The law has been invaluable for investigators in child pornography cases and to develop probable cause to obtain warrants against suspected criminals, said Richard Littlehale, head of a high-tech investigative unit with the Tennessee Bureau of Investigation. He said the privacy problem has been overstated and that the law should be changed to compel service providers to retain every text message and email in case law enforcement needs access to it later.
"The truth is that no one has put forward any evidence of pervasive law enforcement abuse of ECPA provisions," Littlehale told the House panel.
Greg Nojeim, senior counsel at the Center for Democracy and Technology, said these proposals "run in the opposite direction" of where Congress is headed and are unlikely to gain traction. Allowing warrantless review of email logs in particular, he said, "removes a judicial check on a very intrusive surveillance power.

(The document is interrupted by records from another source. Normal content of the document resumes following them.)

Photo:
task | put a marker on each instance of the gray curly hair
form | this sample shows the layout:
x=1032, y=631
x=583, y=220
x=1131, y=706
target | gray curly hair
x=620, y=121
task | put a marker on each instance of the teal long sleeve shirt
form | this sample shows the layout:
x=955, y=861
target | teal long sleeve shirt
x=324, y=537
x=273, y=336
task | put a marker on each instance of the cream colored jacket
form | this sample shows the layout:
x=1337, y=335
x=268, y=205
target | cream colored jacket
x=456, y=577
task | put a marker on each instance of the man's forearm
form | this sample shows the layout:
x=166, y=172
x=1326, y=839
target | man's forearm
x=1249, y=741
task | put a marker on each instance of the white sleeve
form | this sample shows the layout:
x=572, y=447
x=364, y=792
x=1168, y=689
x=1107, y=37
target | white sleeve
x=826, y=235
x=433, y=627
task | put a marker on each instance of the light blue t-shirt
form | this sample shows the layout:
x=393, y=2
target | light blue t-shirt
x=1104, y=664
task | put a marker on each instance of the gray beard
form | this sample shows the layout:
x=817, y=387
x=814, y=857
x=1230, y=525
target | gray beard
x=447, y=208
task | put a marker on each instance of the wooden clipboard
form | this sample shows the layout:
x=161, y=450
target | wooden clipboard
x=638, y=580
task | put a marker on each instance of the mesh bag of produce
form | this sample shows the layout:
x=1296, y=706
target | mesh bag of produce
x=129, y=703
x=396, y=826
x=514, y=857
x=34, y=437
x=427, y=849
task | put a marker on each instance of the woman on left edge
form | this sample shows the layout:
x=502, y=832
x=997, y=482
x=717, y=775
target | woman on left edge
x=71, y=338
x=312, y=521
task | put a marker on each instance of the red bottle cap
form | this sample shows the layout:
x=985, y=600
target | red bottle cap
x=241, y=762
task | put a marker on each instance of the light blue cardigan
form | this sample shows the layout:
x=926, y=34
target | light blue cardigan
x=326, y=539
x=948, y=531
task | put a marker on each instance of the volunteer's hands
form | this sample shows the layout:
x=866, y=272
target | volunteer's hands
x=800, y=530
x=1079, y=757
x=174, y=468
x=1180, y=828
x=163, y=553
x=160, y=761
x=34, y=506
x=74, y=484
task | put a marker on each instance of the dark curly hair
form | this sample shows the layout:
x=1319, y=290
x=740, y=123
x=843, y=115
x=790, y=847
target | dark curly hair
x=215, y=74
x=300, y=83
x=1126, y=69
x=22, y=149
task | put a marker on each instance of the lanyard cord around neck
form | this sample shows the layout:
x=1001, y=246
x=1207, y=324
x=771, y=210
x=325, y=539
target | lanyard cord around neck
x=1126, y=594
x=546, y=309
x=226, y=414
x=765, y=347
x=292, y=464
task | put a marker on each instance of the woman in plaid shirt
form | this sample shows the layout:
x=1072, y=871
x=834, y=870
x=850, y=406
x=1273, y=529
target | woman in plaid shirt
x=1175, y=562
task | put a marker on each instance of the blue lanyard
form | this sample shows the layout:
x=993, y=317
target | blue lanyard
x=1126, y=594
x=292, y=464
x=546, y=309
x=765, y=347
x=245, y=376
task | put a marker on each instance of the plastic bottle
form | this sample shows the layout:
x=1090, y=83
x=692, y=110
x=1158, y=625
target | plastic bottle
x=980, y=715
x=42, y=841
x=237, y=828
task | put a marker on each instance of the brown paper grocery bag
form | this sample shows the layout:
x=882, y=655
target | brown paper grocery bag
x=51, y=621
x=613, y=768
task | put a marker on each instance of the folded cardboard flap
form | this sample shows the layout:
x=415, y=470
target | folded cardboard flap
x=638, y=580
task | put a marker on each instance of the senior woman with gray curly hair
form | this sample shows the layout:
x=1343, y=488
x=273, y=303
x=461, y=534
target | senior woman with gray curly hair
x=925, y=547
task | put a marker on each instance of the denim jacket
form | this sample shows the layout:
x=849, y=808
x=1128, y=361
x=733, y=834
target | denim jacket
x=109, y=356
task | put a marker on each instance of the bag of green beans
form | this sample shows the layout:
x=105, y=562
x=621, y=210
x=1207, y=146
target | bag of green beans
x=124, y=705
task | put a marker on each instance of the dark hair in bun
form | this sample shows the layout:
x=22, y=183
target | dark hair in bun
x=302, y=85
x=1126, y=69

Records about who you communicate with can almost be more revealing than the content of your communications."
Hanni Fakhoury, a staff attorney with the Electronic Frontier Foundation, agreed and said he thinks the Justice Department changed its position on warrantless email snooping because it had little choice.
"I feel like they were the last people in the world to come to the conclusion," he said. "DOJ has very little to lose coming around to saying,
'OK, we're going to require a search warrant.'"
The Justice Department declined to comment.